A patch that could have prevented the breach entirely.
Before I became the CEO of South River Technologies, I spent more than 20 years as a software engineer and developer of server solutions, so I understand how difficult it is to develop bulletproof software. No matter how good your technology is initially, there’s almost always a point of failure, a vulnerability, or an attack vector that requires a patch. Knowing that, I also understand that when someone does inevitably find an opening for an attack, software vendors must patch the hole immediately and release the fix to customers.
So, when patches are readily available — patches that are designed to protect your company from data breaches that can plaster your name across the news and destroy your entire business — why wouldn’t you apply them immediately?
As a CEO, I get it. When your servers are down, your customers aren’t happy. Businesses today routinely require 99.999% uptime, which leaves very little room for scheduled updates and patches. Is your company willing to sacrifice some of that downtime — and, more importantly, customer satisfaction — to install a software patch?
Unfortunately, the answer for many businesses is no. Companies are reluctant to apply patches immediately when they are released because either they don’t want unscheduled downtime, or there are business rules in place prohibiting immediate rollout of security patches until they have been thoroughly vetted by IT. Worse, I see this most often in the healthcare and finance industries — two sectors that are constantly under attack because of the value of personal financial and healthcare information.
While installing a patch could cause a few minutes of downtime, failing to install that patch could create a vulnerability that allows your customers’ data to be exposed, stolen, and potentially sold on the dark web.
Which is worse for your customer satisfaction?
Here’s the reality: There will never be perfectly secure software, and there will never be a shortage of cyber criminals whose sole mission is to gain access to your system, take your data, and sell it for a profit.
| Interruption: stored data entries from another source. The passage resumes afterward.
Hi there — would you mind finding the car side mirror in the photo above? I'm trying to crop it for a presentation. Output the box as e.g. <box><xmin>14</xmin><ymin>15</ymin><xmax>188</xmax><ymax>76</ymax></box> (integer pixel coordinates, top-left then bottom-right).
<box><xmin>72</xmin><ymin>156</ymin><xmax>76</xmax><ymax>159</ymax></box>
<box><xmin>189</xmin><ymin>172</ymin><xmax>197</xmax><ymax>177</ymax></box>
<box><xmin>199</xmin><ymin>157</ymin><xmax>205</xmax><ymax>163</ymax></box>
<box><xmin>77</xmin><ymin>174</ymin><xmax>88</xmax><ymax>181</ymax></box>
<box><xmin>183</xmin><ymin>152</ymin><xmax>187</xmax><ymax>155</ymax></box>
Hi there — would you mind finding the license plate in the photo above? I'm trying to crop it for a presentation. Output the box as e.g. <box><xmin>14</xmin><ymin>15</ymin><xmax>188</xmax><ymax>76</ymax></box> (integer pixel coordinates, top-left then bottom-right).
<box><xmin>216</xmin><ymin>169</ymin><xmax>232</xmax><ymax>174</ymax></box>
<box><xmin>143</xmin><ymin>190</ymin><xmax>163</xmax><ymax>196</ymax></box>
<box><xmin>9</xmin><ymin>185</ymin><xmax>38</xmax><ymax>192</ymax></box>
Here’s how I propose we move forward as software providers to better protect our customers.
Server software vendors: We must be diligent about regression testing every code change to ensure there are no memory overruns, holes, or other vulnerabilities. As software vendors, there are always opportunities to cut corners or deliver updates prematurely to satisfy customer demands. But that only increases the likelihood of more bugs requiring additional patches, which hurt customers in the long run.
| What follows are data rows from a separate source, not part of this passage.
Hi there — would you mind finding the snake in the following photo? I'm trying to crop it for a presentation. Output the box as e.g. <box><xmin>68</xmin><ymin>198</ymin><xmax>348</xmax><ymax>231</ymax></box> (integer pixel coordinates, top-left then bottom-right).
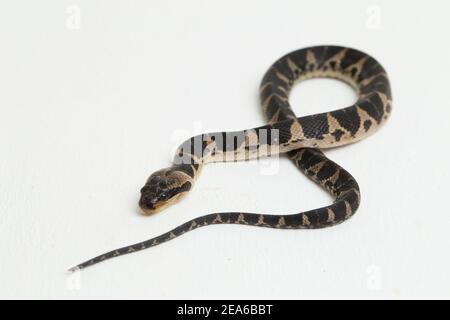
<box><xmin>69</xmin><ymin>45</ymin><xmax>392</xmax><ymax>272</ymax></box>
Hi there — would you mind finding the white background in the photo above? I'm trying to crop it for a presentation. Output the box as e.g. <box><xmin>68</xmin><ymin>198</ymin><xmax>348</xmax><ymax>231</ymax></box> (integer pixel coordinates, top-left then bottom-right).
<box><xmin>1</xmin><ymin>0</ymin><xmax>449</xmax><ymax>299</ymax></box>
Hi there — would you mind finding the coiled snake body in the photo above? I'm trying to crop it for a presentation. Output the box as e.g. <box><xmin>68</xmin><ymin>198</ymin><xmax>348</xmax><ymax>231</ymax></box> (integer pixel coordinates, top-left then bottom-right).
<box><xmin>70</xmin><ymin>45</ymin><xmax>392</xmax><ymax>271</ymax></box>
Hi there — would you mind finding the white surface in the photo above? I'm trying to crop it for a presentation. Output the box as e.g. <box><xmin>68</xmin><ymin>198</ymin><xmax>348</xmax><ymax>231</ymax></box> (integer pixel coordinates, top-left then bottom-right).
<box><xmin>1</xmin><ymin>0</ymin><xmax>449</xmax><ymax>299</ymax></box>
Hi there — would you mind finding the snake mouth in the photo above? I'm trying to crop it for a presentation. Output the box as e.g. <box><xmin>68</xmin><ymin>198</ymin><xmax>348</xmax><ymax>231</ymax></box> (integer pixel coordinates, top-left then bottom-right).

Company executives: Immediately evaluate your software vendors. Find out how often they release software patches. Determine the turnaround time for hot-fixes. Have them verify their QA processes. Will your vendor work with you to test and apply the patch to your system with the least amount of downtime? For mission-critical systems, does your server solution support clustering so one server can come offline to be patched while the other continues to service customers? If your software vendors cannot pass these tests, find another solution provider because you’re putting your customers and their data at risk. However, part of the responsibility is also on your shoulders. You should have a formalized plan in place that allows you to upgrade and apply patches within 24 hours of the release — not two months later.
Whether you’re the executive in charge of your company’s information security, or a software vendor that many companies rely on, you must do your part to protect your customers’ data and avoid security incidents like the Equifax breach.